Шкловский обставляет себя детьми и книгами. Он так гордится тем, что у него есть сын, как если бы он был импотентом, – что всячески противоречит действительности.
Он горд своим сыном и своими книжными полками, как человек с богемным и бездомным прошлым, которого судилище Кавериных приговорило к такому будущему.
Есть люди, которые всю жизнь заканчивают дело, начатое в юности, – это люди стареющие; и есть люди растущие, они открывают новые поля жизни. На четвертом десятке Шкловский стал отцом, историком литературы и библиоманом. В. давно мне рассказала о том, как он в гостях вскакивал после чая и принимался мыть чашки, потому что не выносит вида грязной посуды. Он сердится, когда чужие люди приходят отнимать у него время. Это не одряхление, потому что одряхление может только исказить исконные элементы человеческой организации и не может внести новых, а это новая кожа.
Бор. Мих. сказал, говоря о смешанной крови Шкловского: у Вити кончился еврейский период и начался немецкий.
Тамара и Валя полагают, что Шкловский забавен, и обижаются, когда он на вечерах и заседаниях недостаточно забавно их забавляет. Между тем он ничуть не забавен. Это человек с тяжелым нравом и гипертрофией полового инстинкта, печальный и вспыльчивый. Не виноват же он в том, что темперамент сделал его оригинальность навязчивой, а талант превратил ее в литературную традицию, которая, как все традиции, притупилась.
К нему надо идти совсем не за забавностью, а за взглядом на вещи большого человека и за большой подлинной человечностью.

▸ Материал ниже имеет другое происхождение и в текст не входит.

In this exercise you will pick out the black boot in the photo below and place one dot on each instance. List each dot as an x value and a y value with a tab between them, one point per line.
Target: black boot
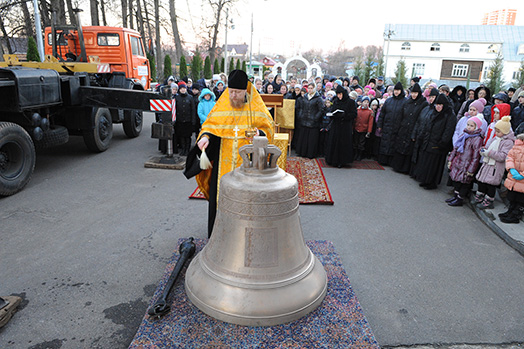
515	215
508	212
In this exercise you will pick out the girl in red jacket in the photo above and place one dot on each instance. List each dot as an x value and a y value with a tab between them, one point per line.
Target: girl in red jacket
363	127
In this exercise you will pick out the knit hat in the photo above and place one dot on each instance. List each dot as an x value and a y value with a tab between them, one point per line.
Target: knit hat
476	120
416	88
478	104
237	79
504	124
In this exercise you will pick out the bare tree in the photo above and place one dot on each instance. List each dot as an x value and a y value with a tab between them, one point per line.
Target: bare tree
176	33
218	6
28	20
93	5
124	13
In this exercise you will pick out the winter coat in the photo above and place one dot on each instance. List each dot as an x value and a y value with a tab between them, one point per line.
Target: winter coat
466	162
410	115
389	122
311	111
515	159
517	116
492	174
185	109
364	120
436	135
205	106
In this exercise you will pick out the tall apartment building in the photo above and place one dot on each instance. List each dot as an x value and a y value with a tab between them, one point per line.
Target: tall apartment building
500	17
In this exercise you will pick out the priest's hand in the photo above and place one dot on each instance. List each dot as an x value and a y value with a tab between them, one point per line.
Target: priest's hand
203	143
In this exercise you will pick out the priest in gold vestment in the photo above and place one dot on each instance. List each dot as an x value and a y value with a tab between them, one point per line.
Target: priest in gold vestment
239	109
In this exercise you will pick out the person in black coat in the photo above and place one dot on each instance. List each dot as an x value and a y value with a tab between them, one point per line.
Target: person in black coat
421	128
436	142
186	118
389	122
404	142
310	114
339	150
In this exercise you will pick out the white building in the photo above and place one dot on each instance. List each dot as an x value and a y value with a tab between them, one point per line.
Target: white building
451	54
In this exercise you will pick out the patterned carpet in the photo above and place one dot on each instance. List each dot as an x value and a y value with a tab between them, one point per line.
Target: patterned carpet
358	165
339	322
312	185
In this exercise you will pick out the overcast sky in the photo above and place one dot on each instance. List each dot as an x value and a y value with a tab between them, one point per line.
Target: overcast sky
297	26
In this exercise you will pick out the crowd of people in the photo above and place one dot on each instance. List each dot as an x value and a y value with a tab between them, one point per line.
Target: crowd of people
417	130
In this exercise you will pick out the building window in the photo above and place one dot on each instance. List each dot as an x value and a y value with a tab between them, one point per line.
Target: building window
435	47
459	70
418	69
464	48
493	48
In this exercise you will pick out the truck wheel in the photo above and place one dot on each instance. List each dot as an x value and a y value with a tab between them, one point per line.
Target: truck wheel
17	158
132	123
55	136
99	138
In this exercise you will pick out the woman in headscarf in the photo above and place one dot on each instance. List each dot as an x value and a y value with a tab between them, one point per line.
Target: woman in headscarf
404	141
310	114
389	122
339	149
436	142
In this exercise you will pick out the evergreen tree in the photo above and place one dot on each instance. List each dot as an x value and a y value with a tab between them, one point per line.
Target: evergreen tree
152	64
519	81
358	69
196	66
183	67
168	69
380	67
216	67
32	50
208	74
231	65
400	74
369	69
494	79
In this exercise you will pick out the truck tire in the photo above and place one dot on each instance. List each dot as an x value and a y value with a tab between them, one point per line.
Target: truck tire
99	138
132	123
17	158
55	136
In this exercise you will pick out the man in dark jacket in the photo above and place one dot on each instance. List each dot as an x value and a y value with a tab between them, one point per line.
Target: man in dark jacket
186	118
389	122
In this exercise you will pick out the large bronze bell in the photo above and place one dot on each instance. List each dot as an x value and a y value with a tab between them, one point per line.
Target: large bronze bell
256	269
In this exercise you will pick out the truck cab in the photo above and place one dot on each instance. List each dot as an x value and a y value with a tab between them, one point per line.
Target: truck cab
120	48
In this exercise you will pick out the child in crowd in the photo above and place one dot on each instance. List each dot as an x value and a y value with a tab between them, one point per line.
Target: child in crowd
475	109
493	159
498	111
464	160
515	180
363	127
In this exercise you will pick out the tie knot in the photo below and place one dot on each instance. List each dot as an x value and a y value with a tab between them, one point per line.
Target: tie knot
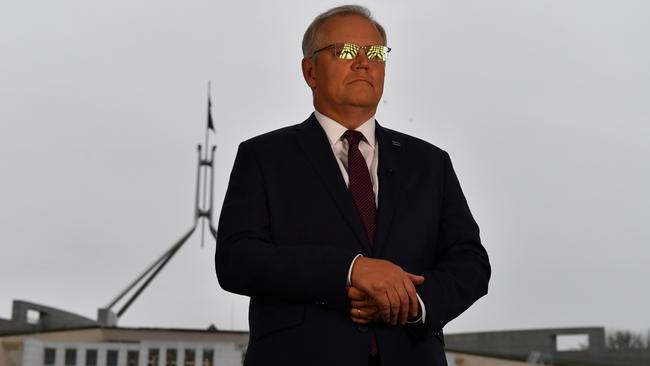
353	137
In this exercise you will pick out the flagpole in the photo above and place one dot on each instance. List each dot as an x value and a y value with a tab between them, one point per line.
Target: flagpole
204	167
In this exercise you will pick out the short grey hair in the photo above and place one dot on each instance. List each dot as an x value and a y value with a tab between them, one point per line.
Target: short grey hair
311	37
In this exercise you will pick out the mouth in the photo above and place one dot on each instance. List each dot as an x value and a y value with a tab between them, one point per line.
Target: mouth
361	80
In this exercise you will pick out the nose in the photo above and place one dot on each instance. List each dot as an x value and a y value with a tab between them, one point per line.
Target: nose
361	61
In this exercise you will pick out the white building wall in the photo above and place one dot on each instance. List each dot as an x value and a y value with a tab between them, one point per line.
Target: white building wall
224	354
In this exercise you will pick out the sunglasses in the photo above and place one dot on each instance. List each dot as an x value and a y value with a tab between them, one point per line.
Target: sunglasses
350	51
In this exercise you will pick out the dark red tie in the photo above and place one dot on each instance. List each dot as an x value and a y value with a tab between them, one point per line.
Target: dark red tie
363	196
360	183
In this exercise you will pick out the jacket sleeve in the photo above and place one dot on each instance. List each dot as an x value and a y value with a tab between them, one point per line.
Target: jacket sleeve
249	262
461	270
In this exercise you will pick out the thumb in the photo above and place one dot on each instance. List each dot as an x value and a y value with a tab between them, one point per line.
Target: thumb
416	279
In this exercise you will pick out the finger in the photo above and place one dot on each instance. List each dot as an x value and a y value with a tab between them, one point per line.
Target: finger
383	304
356	294
414	304
404	303
395	304
360	304
416	279
360	321
356	313
371	313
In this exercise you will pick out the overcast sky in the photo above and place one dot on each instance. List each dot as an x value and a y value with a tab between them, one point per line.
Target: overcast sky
544	107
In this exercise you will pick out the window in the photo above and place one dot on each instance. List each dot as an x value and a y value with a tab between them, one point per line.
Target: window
33	316
111	357
49	354
171	357
208	355
91	357
571	342
70	357
132	358
152	360
189	357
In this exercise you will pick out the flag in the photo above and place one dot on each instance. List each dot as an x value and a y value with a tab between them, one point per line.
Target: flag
210	123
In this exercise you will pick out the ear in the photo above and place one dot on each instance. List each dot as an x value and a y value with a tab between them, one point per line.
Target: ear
308	72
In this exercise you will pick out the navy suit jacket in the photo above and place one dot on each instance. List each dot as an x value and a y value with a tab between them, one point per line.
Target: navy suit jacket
289	230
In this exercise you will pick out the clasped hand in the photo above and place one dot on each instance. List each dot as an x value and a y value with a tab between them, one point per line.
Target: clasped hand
381	290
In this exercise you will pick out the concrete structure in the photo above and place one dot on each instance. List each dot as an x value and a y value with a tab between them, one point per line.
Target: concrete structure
124	347
38	335
544	346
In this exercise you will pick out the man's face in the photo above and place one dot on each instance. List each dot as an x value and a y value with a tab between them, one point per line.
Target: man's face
341	86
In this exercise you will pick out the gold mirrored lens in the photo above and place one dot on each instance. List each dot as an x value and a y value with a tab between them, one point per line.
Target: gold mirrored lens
347	51
350	51
376	53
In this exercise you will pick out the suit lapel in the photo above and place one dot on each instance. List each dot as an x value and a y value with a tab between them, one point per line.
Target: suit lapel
390	184
313	140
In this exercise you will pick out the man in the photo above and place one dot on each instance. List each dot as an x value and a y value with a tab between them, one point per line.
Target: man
354	242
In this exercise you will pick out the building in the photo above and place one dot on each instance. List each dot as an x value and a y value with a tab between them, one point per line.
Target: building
43	336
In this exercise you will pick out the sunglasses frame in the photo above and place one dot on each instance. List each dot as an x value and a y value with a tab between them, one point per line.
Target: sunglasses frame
366	48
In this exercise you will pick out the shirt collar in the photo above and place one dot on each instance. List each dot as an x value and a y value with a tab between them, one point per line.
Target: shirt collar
335	130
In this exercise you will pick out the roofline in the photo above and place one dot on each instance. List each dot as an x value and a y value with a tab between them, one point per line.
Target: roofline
143	329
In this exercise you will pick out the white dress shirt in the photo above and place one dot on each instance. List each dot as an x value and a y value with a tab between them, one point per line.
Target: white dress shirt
370	150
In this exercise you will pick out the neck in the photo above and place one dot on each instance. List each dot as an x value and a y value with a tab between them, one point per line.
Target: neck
350	118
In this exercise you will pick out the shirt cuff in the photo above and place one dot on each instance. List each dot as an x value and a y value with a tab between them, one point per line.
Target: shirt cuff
349	283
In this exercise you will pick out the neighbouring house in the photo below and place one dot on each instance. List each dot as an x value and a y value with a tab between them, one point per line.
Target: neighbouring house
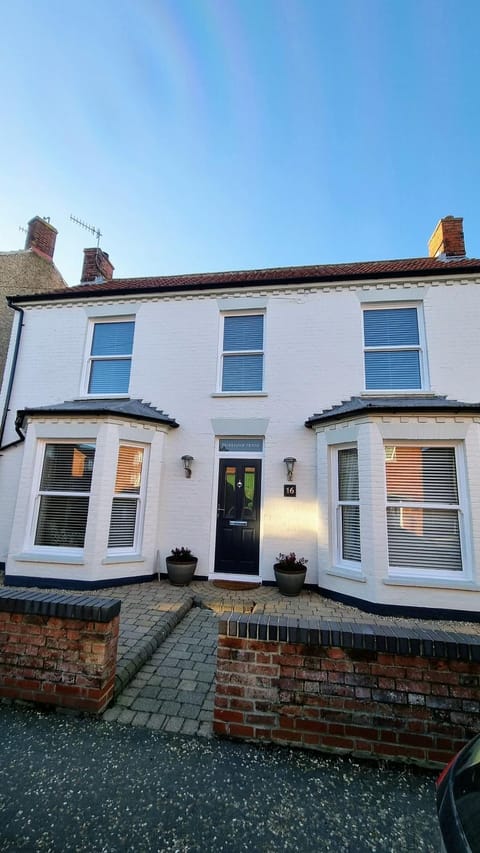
331	410
30	270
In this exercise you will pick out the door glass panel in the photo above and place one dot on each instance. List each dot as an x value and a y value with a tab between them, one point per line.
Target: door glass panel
229	498
248	509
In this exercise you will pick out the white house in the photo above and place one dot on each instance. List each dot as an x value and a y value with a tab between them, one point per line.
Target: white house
364	374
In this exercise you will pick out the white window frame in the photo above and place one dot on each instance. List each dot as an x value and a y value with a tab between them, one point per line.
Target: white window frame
421	347
139	497
337	521
38	493
226	353
90	359
460	507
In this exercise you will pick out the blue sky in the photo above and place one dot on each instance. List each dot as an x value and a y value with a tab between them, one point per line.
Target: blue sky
204	135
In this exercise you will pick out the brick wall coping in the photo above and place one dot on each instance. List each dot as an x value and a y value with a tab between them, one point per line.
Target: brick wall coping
86	607
392	639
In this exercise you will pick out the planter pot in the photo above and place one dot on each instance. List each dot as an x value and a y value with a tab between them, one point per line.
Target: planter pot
289	583
180	573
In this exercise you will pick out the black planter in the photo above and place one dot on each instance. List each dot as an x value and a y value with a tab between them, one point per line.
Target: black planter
289	582
180	573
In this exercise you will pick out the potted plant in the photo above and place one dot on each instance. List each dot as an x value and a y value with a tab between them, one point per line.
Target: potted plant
181	565
290	572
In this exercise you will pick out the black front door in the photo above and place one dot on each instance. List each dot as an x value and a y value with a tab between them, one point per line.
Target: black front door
238	516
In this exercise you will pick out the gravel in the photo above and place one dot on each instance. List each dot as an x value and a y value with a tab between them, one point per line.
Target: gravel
79	784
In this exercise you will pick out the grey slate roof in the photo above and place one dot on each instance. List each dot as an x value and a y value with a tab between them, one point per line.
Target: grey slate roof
383	405
136	409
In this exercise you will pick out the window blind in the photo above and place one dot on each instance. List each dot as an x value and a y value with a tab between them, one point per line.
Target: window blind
389	327
242	373
393	370
62	518
348	495
422	536
392	349
128	481
109	377
113	338
243	333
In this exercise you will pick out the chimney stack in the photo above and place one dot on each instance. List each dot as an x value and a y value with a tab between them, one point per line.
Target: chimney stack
97	266
41	237
447	241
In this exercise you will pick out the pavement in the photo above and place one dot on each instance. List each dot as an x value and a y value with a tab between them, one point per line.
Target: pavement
137	781
166	659
171	687
82	785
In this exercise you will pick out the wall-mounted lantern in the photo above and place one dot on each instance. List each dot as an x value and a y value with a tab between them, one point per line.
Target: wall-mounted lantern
187	464
290	465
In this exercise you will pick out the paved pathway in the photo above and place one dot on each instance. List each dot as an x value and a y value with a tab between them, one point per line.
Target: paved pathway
167	645
174	691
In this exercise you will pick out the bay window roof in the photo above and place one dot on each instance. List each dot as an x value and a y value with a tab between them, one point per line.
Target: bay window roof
389	405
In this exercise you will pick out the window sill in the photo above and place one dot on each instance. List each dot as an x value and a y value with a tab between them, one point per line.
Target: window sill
432	583
122	558
348	574
33	557
103	397
239	394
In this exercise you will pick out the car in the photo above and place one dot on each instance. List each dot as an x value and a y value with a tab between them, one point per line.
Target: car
458	801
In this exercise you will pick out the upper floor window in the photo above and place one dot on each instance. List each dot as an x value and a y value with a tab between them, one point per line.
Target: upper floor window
61	506
394	348
424	517
242	353
110	357
125	515
347	518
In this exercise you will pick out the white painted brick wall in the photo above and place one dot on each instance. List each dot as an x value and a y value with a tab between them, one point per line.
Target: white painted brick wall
313	360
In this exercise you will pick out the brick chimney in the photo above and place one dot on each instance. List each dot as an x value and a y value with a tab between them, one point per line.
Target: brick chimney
447	241
97	266
41	237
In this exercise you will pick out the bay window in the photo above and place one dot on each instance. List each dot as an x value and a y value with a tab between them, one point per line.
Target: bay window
347	508
125	515
63	495
423	508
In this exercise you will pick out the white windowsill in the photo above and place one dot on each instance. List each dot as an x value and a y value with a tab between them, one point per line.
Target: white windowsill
34	557
239	394
348	574
123	558
434	583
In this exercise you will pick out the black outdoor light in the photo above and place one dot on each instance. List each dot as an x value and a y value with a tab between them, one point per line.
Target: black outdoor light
290	464
187	464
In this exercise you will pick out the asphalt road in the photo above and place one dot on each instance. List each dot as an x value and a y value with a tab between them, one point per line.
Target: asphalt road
80	784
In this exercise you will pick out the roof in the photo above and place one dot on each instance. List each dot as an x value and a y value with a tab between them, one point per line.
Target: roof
136	409
360	271
383	405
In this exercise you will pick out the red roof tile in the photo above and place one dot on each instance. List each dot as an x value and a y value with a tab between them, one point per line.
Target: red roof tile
362	270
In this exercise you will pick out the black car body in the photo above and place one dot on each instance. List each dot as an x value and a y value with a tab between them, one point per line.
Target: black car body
458	801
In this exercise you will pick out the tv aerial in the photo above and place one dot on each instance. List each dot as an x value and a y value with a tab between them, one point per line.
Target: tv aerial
95	231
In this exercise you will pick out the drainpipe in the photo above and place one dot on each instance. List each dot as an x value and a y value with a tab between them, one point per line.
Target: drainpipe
21	436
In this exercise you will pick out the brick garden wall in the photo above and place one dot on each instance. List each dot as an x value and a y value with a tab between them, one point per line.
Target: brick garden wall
372	691
58	649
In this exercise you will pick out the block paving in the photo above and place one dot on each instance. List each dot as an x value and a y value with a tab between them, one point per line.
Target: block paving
166	657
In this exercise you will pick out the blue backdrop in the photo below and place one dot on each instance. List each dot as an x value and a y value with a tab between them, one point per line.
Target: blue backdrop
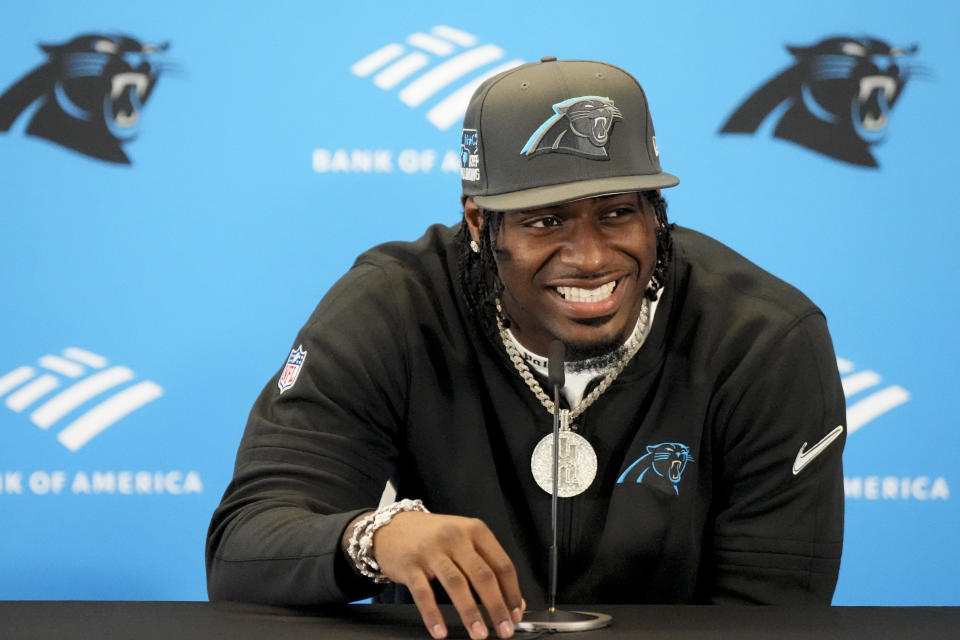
148	296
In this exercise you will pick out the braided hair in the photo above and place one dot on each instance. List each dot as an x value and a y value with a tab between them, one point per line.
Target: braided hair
480	279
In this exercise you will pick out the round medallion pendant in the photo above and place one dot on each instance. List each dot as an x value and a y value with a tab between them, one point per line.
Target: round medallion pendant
577	464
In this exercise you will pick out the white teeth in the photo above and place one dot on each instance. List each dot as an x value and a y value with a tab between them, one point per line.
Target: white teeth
576	294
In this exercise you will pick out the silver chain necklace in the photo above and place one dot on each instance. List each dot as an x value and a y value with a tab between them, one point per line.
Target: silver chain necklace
577	460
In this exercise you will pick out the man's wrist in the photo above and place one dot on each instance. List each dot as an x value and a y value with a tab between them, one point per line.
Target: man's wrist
359	546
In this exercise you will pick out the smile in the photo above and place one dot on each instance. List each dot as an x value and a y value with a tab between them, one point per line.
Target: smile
577	294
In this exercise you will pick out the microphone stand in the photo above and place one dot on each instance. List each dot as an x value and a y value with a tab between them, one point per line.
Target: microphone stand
553	619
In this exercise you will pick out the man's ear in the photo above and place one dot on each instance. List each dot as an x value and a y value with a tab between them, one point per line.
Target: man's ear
473	216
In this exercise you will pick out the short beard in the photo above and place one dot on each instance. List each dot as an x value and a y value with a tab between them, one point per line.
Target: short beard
598	355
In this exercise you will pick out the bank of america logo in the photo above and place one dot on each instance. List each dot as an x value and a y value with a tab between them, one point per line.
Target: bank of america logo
438	71
28	388
867	398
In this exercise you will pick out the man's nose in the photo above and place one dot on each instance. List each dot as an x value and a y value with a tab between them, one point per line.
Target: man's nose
586	248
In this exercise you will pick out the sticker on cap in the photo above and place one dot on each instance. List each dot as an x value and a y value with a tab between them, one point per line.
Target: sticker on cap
580	126
292	370
470	156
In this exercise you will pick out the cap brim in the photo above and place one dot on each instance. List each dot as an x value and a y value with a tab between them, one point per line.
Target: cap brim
539	197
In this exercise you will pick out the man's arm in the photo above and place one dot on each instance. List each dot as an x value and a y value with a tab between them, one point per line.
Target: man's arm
315	458
778	522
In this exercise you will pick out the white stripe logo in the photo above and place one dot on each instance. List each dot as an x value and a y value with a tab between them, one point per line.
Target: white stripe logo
875	403
26	387
442	58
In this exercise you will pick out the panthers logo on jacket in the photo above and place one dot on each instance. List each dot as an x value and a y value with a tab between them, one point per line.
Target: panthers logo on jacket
836	98
666	461
88	95
580	126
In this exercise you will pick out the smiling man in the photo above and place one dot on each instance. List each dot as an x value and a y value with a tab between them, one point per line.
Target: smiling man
702	414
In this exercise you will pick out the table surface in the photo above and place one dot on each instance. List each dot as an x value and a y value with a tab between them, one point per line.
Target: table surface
41	620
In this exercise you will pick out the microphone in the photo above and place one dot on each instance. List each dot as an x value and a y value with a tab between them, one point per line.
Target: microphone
552	619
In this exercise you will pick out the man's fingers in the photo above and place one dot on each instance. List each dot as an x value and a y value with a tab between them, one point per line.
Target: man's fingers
426	603
487	585
505	573
457	586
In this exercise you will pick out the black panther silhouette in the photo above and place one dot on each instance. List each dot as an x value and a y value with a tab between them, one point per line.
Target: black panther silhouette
580	126
90	92
835	100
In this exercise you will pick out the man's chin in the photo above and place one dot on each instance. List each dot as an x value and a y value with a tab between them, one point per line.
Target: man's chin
589	350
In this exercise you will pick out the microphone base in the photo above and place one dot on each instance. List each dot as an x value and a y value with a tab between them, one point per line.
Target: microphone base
561	621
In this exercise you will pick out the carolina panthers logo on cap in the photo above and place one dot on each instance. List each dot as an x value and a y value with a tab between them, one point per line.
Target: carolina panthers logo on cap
667	460
580	126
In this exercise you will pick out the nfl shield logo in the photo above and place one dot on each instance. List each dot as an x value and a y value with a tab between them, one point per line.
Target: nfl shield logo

В Москве бывали вечера, когда я чувствовала, что замерзаю; я шла к В. Б. согреваться разговорами о Вяземском и Матвее Комарове. Я думала о Матвее Комарове и о том, как соблазнительна утонченная деликатность человека, известного всей России наглостью, буйством и цинизмом. Что бывало соблазнительно до поползновений (впрочем, неосуществившихся) занять у него денег или пожаловаться ему на то, что грустно и холодно жить.
Мне приходилось слышать, как Шкловского называли (и, может быть, не без оснований) предателем, хамом, эротоманом, недобросовестным профессионалом, – но я не выношу, не могу выносить, когда его считают шутом. Неужели же эти люди в самом деле думают, что он по формальному методу написал «Zoo», самую нежную книгу нашего времени!
Я сержусь на Бориса Михайловича, когда не вижу его, и люблю, когда вижу. С Тыняновым как раз наоборот.
Ссора же В. Б. с Бриками произошла раньше и следующим образом.
На очередном собрании ЛЕФа у Бриков разбирались сценарии Шкловского. Л. Ю. сказала:
– Не будем говорить о сценариях Шкловского, он очень волнуется. Давайте поговорим о сценариях Бориса Леонидова, тем более что сценарии Шкловского ничем от них не отличаются.
– А я, – сказал Шкловский, вставая и, вероятно, багровея, – считаю неправильным, что домашние хозяйки принимают участие в принципиальных разговорах.
После этого Л. Ю. расплакалась, а Шкловский ушел. Заседания ЛЕФа были перенесены к Третьякову.
Еще недавно, вспоминая этот инцидент, В. Б. говорил Типоту: «Все вышло совершенно случайно. Я хотел сказать: хозяйка дома – и оговорился; получилось – домашняя хозяйка, она и обиделась».
Крученых, с которым я познакомилась у Солнцевой и с которым потом выпивала, производит самое жалкое и тяжкое впечатление.
Грязноватый человек, похожий больше на попрошайку, чем на скандалиста, с глупой манией собирать лоскутки бумаги, на которых не почерками, а сплошными автографами написаны специально сочиненные плоскости знаменитых людей.
Замечательнее всего, что этот человек не без каких-то оснований надписывает на книжечках, которые дарит любимым женщинам: «Алексей Крученых, отец русского футуризма». Был вот какой-то момент, когда истории понадобились мысли, бродившие и преломлявшиеся в этой темной голове.
Крученых (прислуга Юлии Ипполитовны называет его Курченков) был махровым цветением футуристической глупости.
Вероятно, каждое направление имеет свою глупость, которой свойственны смелость и последовательность необычайные; ей же иногда доступны откровения и вершины, запретные для разумного существа.
У символистов был свой высокий идиотизм, который по временам так страшно отражался в маске Блока и отразился в его дневниках.
Прекрасной махровой глупостью цвели Бенедиктов, Полонский, Фофанов.